Sciatica is a medical term used to describe pain felt in the lower back, buttock and various parts of the leg and foot.
Sciatica is a medical term used to describe pain felt in the lower back, buttock and various parts of the leg and foot. In addition to pain, which is sometimes severe, there may be numbness, muscular weakness, pins and needles or tingling and difficulty in moving or controlling the leg (See reference 1). Sciatica is a symptom of another medical problem, not a medical condition on its own. Sciatica occurs when there is pressure or damage to the sciatic nerve or its component nerve roots. This nerve starts in the lower spine and runs down the back of each leg. This nerve controls the muscles of the back of the knee and lower leg and provides sensation to the back of the thigh, part of the lower leg, and the sole of the foot.
Because sciatica is a symptom of another medical condition, the underlying cause should be identified and treated. Sciatica may be caused by general compression or irritation of the spinal nerve roots that come together to make the sciatic nerve (this is also called a lumbar radiculopathy), or by compression or irritation of the sciatic nerve itself. Some of the more common causes of sciatica are disc herniations, spinal joint inflammation, piriformis muscle irritation, or even just sitting on a large wallet in your back pocket (See reference 1).

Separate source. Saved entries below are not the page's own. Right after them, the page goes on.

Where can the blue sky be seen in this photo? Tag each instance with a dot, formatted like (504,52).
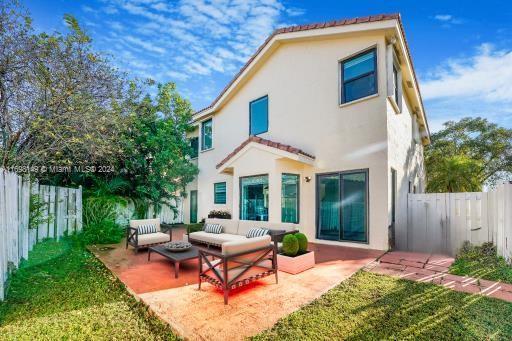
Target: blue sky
(462,51)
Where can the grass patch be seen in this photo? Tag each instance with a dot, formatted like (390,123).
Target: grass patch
(62,292)
(376,307)
(481,262)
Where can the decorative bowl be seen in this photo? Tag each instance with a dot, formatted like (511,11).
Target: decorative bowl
(179,246)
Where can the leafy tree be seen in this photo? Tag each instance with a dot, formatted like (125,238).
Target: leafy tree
(155,148)
(59,100)
(468,154)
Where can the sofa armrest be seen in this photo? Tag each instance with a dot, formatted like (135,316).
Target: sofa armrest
(132,235)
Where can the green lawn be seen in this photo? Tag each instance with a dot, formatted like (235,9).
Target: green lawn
(482,262)
(370,306)
(63,292)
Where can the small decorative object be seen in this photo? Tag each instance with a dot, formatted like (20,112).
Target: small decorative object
(290,245)
(295,257)
(303,242)
(178,246)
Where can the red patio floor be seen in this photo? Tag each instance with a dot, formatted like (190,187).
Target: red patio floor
(142,276)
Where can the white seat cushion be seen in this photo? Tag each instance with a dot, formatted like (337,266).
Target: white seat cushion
(245,225)
(137,222)
(213,238)
(228,225)
(154,238)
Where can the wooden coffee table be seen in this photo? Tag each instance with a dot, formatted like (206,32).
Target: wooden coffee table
(174,257)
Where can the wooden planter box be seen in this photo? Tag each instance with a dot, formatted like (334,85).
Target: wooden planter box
(297,264)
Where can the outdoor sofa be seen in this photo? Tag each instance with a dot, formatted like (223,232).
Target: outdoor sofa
(138,240)
(236,230)
(237,263)
(235,258)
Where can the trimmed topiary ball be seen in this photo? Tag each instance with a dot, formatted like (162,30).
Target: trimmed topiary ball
(290,245)
(303,242)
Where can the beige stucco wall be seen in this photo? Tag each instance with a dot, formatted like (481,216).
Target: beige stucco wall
(301,80)
(406,157)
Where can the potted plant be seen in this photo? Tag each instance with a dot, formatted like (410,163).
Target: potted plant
(295,257)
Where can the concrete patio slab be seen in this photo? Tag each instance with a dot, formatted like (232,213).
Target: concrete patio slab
(201,314)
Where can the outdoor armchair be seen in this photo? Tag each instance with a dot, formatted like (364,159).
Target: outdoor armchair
(138,240)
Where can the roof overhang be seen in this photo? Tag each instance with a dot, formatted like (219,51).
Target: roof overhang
(277,150)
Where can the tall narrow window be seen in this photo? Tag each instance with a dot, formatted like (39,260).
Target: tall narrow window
(290,198)
(258,116)
(219,193)
(254,198)
(359,76)
(395,83)
(193,207)
(194,145)
(206,135)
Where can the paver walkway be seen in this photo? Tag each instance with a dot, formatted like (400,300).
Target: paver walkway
(423,267)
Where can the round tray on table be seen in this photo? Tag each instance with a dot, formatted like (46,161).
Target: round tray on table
(178,246)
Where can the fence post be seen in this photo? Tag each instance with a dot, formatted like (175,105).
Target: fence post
(3,235)
(78,209)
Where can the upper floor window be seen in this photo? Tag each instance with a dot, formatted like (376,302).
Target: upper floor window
(194,145)
(359,76)
(258,116)
(395,83)
(206,134)
(219,195)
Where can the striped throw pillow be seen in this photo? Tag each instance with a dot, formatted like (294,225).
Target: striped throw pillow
(256,232)
(146,229)
(213,228)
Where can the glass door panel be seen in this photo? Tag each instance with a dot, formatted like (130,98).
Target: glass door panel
(329,207)
(193,207)
(354,207)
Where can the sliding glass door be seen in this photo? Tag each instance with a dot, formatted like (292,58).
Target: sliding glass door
(328,187)
(342,206)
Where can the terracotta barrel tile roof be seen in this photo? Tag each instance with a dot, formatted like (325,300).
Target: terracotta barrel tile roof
(277,145)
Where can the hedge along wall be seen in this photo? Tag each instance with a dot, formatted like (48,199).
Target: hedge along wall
(63,205)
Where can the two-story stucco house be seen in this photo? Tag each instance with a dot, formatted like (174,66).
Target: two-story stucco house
(324,127)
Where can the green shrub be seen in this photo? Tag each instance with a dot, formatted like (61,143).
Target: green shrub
(303,242)
(100,225)
(102,232)
(290,245)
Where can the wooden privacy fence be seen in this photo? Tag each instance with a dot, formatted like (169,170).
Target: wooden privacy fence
(441,222)
(62,205)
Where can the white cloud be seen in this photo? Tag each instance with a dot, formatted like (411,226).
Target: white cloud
(295,12)
(198,41)
(448,20)
(443,17)
(148,46)
(485,76)
(478,85)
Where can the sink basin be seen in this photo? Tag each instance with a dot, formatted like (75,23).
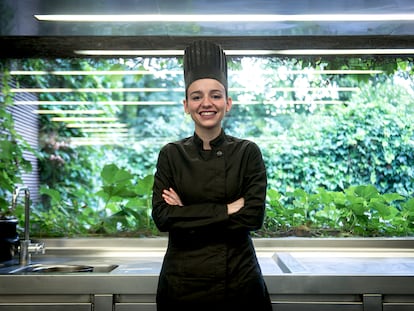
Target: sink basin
(62,268)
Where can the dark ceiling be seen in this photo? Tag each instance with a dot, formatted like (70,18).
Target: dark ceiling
(21,35)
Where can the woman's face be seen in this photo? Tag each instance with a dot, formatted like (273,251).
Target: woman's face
(207,104)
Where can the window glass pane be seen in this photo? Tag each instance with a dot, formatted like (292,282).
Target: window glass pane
(336,135)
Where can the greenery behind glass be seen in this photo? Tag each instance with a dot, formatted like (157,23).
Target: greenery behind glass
(338,169)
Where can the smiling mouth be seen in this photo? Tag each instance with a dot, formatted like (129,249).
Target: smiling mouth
(207,113)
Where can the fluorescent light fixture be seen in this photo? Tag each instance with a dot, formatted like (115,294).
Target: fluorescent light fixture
(165,52)
(249,52)
(105,130)
(93,90)
(125,90)
(346,52)
(173,72)
(82,103)
(222,18)
(83,119)
(60,111)
(91,72)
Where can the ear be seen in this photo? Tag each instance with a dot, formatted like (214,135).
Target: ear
(185,106)
(229,104)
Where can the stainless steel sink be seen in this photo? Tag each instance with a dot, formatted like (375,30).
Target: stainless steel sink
(63,268)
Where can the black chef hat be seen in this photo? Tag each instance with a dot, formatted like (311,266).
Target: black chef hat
(203,59)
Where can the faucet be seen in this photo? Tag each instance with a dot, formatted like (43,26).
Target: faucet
(26,247)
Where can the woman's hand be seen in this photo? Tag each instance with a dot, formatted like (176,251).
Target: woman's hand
(171,197)
(235,206)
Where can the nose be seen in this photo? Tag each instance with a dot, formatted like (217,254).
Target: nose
(206,102)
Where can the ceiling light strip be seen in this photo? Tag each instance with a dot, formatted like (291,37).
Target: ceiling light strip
(222,18)
(83,119)
(180,72)
(293,52)
(91,72)
(96,125)
(105,130)
(93,90)
(61,111)
(83,103)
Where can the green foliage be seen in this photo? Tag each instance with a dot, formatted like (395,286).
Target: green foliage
(126,209)
(356,211)
(12,147)
(316,155)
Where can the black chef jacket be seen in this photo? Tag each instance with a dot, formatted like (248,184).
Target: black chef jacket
(210,261)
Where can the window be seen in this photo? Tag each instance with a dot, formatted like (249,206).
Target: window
(336,134)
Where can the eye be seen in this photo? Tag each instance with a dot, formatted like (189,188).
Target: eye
(195,97)
(217,96)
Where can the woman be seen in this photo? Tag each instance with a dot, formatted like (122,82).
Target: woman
(209,193)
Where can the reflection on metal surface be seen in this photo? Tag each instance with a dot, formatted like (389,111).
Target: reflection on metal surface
(63,268)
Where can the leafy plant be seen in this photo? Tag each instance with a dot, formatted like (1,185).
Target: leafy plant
(127,205)
(356,211)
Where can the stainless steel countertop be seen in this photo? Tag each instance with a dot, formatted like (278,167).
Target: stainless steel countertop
(302,265)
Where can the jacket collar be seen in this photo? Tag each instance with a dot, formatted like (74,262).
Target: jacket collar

How can sciatica be treated?
Depending on the cause, sciatica can sometimes resolve on its own; however, some cases of sciatica may not resolve themselves if ignored. For many people with sciatica, there are treatments that can shorten the recovery time and reduce the likelihood that the pain will come back:
Manipulation can be a very effective therapy for many causes of sciatica!
A 2011 review of medical research concluded that spinal manipulation can be effective for the treatment of some causes of sciatica (See reference 2).
One or more of the following steps can be taken to calm your symptoms and reduce inflammation.
- Application of heat or ice to the painful area.
- Maintaining specific pain-relieving postures
- Stretching the affected muscles
- Performing specific exercises
A recent study found that 60% of people with a disk herniation causing sciatica benefited equally as well from manual therapy care as they would have from surgery (See reference 3).
1. U.S. National Library of Medicine: PubMed Health: Sciatica. Retrieved September 18, 2012. http://www.ncbi.nlm.nih.gov/pubmedhealth/PMH0001706/
2. Leininger, B; Bronfort, G; Evans, R; Reiter, T (2011). Spinal Manipulation or Mobilization for Radiculopathy: A Systematic Review. Physical Medicine and Rehabilitation Clinics of North America 22 (1): 105–125.
3. McMorland G, Suter E, Casha S, du Plessis SJ, Hurlbert RJ (2010). Manipulation or microdiskectomy for sciatica? A prospective randomized clinical study. J Manipulative Physiol Ther. 33(8):576-84.